歌声与微笑:你知道吗,奶奶是在那年年三十死的,那时她已经瘫在床上,手瘦的像柴火棍,身上盖着毯子,屁股底下塞着便盆……我八岁,陪着她看电视……爸爸妈妈在外地工作,我一个人和奶奶住……奶奶平时对我很好的,我知道她熬不了太久了,就想陪陪她。那时候,电视里,领导人正在春节致辞,到节尾的时候,我发现她尿了,于是就去把她的便盆拿出来准备去倒掉,可是她却不知道哪来的力气,忽然一把把我推倒在地。尿盆也摔了,尿弄了我一身。臭死了臭死了臭死了!!你猜,那时她对我说什么?

妙吉祥:说出来就好,我在听着,没关系的。

歌声与微笑:鼓掌,用力,否则……这是奶奶给我的最后几个字。

妙吉祥:我想你现在需要休息一下。

歌声与微笑:好的,我想我需要去抽支烟。抱歉。

妙吉祥:好,我等你。

(歌声与微笑的再次发言是在将近二十分钟之后)

歌声与微笑:抱歉回来晚了,我去了一趟洗手间。我哭了。

妙吉祥:嗯,现在感觉怎么样?

歌声与微笑:现在我感觉好多了,谢谢你。现在我知道了,我原来一直是在害怕,始终都是。

妙吉祥:现在能告诉我你怕的是什么吗?那些不同的声音?还是有人会比你更积极更优秀?

歌声与微笑:都不是,那些只是表象。

妙吉祥:那你怕的是什么?

歌声与微笑:我怕死,怕和我爷爷一样在万众的唾沫和棍棒里死掉,就像我奶奶说的那样。很荒谬,是不是,那只是我奶奶在老糊涂时说的话而已,可是那些话好像在我记忆里凿出来了一个坑。虽然我很快就把这个坑填上了,而且更努力的学习,上进,当班干部,考到更好的学校……可原来我一直都没有忘记。

妙吉祥:是的,其实人们所谓的遗忘,往往只不过是把那些记忆埋到尘封的故纸堆里再把索引扔掉的过程,那些东西一直都在,只是找不到了。对于曾经受到的创伤,更是如此,而且,那些创伤留下的痕迹,往往一直都在,只不过换了种形式存在,甚至从某种意义上说,可能会变成你前进的动力。

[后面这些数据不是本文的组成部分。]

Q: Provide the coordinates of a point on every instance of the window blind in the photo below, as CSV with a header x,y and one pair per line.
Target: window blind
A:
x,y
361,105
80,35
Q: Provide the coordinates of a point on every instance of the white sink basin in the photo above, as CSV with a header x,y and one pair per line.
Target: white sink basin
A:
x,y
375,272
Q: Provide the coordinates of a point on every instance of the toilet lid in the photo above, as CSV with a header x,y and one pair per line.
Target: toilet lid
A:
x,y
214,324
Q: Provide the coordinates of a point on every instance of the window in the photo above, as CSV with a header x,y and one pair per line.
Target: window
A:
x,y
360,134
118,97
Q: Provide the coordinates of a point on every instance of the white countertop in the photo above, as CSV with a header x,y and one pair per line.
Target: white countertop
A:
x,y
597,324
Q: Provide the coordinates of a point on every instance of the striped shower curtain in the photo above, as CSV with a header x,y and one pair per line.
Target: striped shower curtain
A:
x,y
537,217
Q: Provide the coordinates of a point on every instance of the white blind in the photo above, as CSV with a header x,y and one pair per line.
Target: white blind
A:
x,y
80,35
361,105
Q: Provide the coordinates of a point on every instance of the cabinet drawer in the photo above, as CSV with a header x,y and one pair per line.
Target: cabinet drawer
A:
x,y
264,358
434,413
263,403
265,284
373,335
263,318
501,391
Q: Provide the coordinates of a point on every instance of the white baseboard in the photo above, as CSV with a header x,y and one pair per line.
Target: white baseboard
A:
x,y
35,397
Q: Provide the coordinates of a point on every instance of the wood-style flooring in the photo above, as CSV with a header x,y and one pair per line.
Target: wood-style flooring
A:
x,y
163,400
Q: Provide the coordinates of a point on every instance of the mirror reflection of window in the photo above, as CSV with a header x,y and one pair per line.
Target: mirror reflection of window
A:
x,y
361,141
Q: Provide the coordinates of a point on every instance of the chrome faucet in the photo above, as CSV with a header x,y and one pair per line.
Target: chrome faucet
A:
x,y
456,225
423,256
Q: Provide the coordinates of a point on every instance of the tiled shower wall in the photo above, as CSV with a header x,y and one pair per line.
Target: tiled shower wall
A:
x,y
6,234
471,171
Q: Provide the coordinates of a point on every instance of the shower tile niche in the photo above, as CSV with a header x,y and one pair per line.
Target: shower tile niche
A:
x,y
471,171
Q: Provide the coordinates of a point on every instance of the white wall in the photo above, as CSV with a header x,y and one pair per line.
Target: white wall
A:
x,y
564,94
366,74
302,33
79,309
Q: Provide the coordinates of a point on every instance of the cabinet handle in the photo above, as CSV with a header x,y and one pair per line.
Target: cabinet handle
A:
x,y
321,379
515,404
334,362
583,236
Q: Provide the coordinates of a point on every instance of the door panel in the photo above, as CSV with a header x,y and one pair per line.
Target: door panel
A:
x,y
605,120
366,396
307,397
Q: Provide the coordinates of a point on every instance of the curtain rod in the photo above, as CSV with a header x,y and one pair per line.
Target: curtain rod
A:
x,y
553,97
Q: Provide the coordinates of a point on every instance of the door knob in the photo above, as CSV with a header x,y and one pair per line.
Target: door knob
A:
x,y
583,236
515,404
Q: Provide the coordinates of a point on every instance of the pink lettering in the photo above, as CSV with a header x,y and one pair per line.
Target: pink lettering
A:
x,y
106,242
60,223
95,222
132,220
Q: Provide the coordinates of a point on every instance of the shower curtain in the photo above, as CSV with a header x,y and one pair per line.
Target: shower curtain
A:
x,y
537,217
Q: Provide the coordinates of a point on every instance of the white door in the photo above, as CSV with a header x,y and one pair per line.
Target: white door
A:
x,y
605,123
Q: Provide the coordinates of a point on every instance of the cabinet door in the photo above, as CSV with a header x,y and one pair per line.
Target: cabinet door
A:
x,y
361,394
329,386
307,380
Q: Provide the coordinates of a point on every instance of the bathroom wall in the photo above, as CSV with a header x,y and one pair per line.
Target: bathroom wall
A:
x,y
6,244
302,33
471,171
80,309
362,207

歌声与微笑:但是也会变成我的心魔,在我听到那些杂音的时候让我不舒服,或者干脆模拟出另外一个形象,用种我讨厌的方式,替我死去的奶奶在提醒我自己是吧?原来,我一直活在恐惧里,不管是听到不同的声音的时候感到的不适,还是不用面对杂音时开始感到的不安,都是。还有,我忽然想起来了,后来,我的那些恶梦,梦里面的那个“她”,她的脸和我是一样的。现在我想起来了,都想起来了。那是我,那是另一个我。

妙吉祥:嗯,是的,那是你的因为儿时创伤产生的投影,不管是那个唱反调的,你所讨厌的自己,还是那个更积极的,会逼死你的自己,都是。

歌声与微笑:嗯,所以我想,从现在开始我不需要她了,我应该可以自己去面对这些了。

妙吉祥:那,现在你还怕吗?

歌声与微笑:应该不怕了吧,那应该只是从上一代传承下来的创伤,现在,已经和以前不一样了。是这样的,对吧?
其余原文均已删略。